Abstract
The objective of this project is to quantify the near-field effects of large scale tidal power extraction from the Bay of Fundy by the use of tidal energy extraction devices on the resulting effects of extreme storm events and coastline integrity by implementing a spectral wave model to numerically simulate wave transformation for operational (with turbines) and nonoperational (without turbines) tidal conditions. The predicted current fields for the operational and non-operational conditions were obtained directly from the hydrodynamic modeling of the Bay of Fundy produced by Fisheries and Oceans Canada (Dr. David Greenberg). Time-dependent current predictions for the near and far-field models were input directly into the wave spectral model to assess the effects of power extraction on wave transformation. The wave-current modelling analysis was organized into three phases.
- Phase I Seasonal (Non-Storm) Wave Conditions
- Phase II Storm Wave Conditions
- Phase III Extreme Wave Conditions
A spectral wave model (one-dimensional and two-dimensional) was integrated with the existing circulation models for tidal currents in the Bay of Fundy to simulate the wave-current interaction. The overall objective of the work is to assess the changes in wave conditions caused by the extraction of energy from tidal currents, which will indicate the effect of the tidal energy turbines on shoreline erosion and coastline integrity.
The results of the analysis carried out using the SwanOne wave model (a one-dimensional model) show that changes in the current affect the spectral shape of the waves and redistribute wave energy to different frequency bands. As expected, changes in the current produce a net change in the characteristics of energy propagating through the model. More detailed analysis of the transformations occurring, particularly the redistribution of energy to the various frequency bands, was carried out using two-dimensional models.

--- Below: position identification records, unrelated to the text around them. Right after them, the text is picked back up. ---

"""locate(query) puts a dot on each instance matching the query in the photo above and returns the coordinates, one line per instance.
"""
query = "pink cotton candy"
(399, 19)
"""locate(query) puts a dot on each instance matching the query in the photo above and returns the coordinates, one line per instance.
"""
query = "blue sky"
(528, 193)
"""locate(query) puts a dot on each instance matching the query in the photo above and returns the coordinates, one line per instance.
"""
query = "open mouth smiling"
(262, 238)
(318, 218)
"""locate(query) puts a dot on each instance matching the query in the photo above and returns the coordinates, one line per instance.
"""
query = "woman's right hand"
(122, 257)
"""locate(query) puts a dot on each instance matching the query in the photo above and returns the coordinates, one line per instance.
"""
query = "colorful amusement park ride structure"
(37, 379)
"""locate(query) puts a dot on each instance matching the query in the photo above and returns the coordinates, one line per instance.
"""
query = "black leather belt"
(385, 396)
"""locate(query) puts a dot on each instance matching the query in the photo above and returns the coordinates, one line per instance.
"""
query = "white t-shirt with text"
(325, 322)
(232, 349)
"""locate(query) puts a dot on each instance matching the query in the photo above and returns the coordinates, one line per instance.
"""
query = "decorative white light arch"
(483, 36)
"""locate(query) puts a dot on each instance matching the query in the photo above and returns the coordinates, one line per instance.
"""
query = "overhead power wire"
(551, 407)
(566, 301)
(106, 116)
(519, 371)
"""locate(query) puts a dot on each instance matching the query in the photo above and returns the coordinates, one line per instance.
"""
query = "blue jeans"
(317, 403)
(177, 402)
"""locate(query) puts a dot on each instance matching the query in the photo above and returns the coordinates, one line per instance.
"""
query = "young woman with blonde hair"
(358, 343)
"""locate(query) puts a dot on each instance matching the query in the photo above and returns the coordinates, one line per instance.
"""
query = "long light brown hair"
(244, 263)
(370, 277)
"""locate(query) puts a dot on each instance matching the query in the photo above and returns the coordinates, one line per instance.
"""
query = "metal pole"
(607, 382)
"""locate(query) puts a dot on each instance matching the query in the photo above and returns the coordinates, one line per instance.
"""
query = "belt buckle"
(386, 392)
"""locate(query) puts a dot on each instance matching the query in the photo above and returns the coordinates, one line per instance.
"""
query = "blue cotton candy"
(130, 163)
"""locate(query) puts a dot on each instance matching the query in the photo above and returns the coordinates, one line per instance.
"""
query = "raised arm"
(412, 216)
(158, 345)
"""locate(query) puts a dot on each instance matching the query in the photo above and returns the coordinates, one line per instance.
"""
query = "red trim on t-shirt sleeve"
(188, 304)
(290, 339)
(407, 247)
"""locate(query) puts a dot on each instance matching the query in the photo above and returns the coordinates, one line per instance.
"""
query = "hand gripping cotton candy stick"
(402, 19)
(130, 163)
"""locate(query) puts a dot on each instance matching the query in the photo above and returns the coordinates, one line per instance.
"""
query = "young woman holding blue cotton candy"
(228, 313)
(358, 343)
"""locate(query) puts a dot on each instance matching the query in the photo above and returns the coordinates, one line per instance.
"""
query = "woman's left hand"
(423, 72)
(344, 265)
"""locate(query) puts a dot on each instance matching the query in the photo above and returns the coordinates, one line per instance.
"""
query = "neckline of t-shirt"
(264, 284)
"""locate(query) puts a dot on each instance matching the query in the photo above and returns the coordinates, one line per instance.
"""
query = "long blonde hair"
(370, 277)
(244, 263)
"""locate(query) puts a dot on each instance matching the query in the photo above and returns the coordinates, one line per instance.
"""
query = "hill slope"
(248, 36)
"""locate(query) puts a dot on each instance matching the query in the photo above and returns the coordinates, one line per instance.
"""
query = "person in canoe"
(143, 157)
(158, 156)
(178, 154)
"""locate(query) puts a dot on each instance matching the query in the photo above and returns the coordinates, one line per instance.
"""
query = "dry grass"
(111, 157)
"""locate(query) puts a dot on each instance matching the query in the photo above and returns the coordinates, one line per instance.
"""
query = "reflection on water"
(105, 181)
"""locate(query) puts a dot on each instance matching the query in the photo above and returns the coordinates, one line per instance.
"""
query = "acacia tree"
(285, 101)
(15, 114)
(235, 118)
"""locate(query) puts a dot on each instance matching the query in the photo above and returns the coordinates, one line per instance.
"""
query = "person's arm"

The modelling of the wave-current interaction using the 2-dimensional STWAVE model with the BIO tidal current model is shown to be a powerful tool to quantify expected changes in wave energy throughout the model domain. The modelling and refinement of the wave-current model was carried out to help define areas of interest in regards to shoreline response to changing conditions. Some of the modelling results from the on-going BIO/Acadia research were integrated into our analysis to incorporate any expected changes in the flow field with the introduction of tidal energy extraction devices. In particular, the extreme case of an intense concentration of 225 turbines installed across Minas Passage had shown a decrease of up to 20% in current magnitude in close proximity to the turbines. Using this value of change in the current field in a portion of Minas Passage and combining with a series of wave conditions, nearshore effects produced only small localized changes in wave energy levels at the adjacent shoreline. Based on the analysis carried out on potential changes in wave patterns as a result of current changes and caused by a set of 225 tidal turbines positioned offshore from Cape Split across a portion of Minas Passage, the resulting nearshore effects observed in the model were small decreases in energy levels at the adjacent shoreline. Therefore, it can be expected that under the conditions analyzed, the energy extraction could cause increased deposition of suspended sediment in some near-field regions of the Minas Basin channel and Passage. Far field effects of tidal changes were not considered as part of this study.
Small changes shown in the analysis carried out could still represent more significant changes in sedimentation or erosion as a cumulative effect over the longer term. More detailed information on flow and sediment properties are required. Details of the flow field surrounding the individual turbines and the resultant details of flow around an array require further characterization. Sediment properties in the regions of flow changes should be better quantified for predictive effects of deposition or scour due to flow changes.